Calculate the weighted severity (z):

z = (% critical × 1.0) + (% serious × 0.75) + (% moderate × 0.50) + (% minor × 0.25)

This gives us a single number representing the severity distribution across all issues found.

Step 2: Measure issue density

Raw issue counts don't tell the whole story. Finding 50 issues on a page with 1,000 elements is different from finding 50 issues on a page with 100 elements.

Calculate the density (y):

y = Total issues / Total elements

This ratio shows how widespread accessibility problems are across your page structure.

Step 3: Calculate the final score

We combine severity weighting and issue density to determine how much they should reduce your score from a perfect 100:

Accessibility Score = 100 - (y × 100 × z)

The score scales from 0 to 100, where:

  • 90-100: Excellent accessibility with minimal issues
  • 70-89: Good, but room for improvement
  • 50-69: Moderate issues requiring attention
  • Below 50: Significant accessibility barriers present

Note: The Accessibility Score is a proprietary metric developed by LambdaTest. This scoring methodology is unique to our platform and provides a tailored approach to measuring accessibility health.

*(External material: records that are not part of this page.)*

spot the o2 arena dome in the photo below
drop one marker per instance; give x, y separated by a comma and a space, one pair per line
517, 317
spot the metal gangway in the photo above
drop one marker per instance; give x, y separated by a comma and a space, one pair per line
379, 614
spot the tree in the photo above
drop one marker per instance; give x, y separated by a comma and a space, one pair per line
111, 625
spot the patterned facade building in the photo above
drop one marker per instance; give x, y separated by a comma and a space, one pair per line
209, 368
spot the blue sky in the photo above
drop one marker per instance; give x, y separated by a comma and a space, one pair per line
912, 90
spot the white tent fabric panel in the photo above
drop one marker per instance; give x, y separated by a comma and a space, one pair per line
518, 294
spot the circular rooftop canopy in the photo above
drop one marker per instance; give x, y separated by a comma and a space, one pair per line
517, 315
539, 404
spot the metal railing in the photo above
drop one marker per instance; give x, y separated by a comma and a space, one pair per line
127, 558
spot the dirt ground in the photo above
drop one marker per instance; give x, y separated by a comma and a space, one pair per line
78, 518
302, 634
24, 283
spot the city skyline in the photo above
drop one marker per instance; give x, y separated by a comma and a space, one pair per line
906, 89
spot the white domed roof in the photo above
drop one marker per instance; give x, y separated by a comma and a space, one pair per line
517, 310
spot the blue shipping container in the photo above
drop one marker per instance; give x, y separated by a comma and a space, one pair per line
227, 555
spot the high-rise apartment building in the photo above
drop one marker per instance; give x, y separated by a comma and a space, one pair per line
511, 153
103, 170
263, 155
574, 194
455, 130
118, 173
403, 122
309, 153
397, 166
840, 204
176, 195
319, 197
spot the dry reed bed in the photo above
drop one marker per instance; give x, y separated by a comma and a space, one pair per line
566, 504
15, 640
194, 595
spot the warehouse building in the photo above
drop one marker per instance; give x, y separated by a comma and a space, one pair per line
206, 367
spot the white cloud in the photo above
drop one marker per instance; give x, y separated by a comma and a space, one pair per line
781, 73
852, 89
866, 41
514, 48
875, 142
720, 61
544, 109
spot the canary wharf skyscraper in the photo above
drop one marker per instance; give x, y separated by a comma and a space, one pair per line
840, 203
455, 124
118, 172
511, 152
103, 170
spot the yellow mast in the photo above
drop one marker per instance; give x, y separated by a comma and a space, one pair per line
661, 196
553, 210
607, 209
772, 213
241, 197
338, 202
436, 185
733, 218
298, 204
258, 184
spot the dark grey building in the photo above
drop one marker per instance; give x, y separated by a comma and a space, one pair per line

Calculating scores across pages and tests

The same formula applies whether you're looking at a single page or an entire test with multiple pages. This approach ensures that particularly problematic pages don't get hidden by well-performing ones, giving you an accurate view of your overall accessibility health.


What impacts your score

  • Severity distribution: A page with mostly critical issues scores lower than one with mostly minor issues, even if the total count is the same.
  • Issue density: More issues relative to page elements means a lower score. A complex page with many elements can absorb more issues before the score drops dramatically.
  • Total element count: Pages with more elements have more opportunities for issues, but the density calculation accounts for this fairly.

Improving your score

Focus on high-impact changes:

  1. Fix critical issues first - They carry the most weight and create real barriers for users
  2. Reduce issue density - Systematic problems affecting many elements hurt your score more than isolated issues
  3. Test iteratively - Run scans after each fix to track improvements in real-time
Remember

The goal isn't gaming the score, it's making your product genuinely accessible to everyone.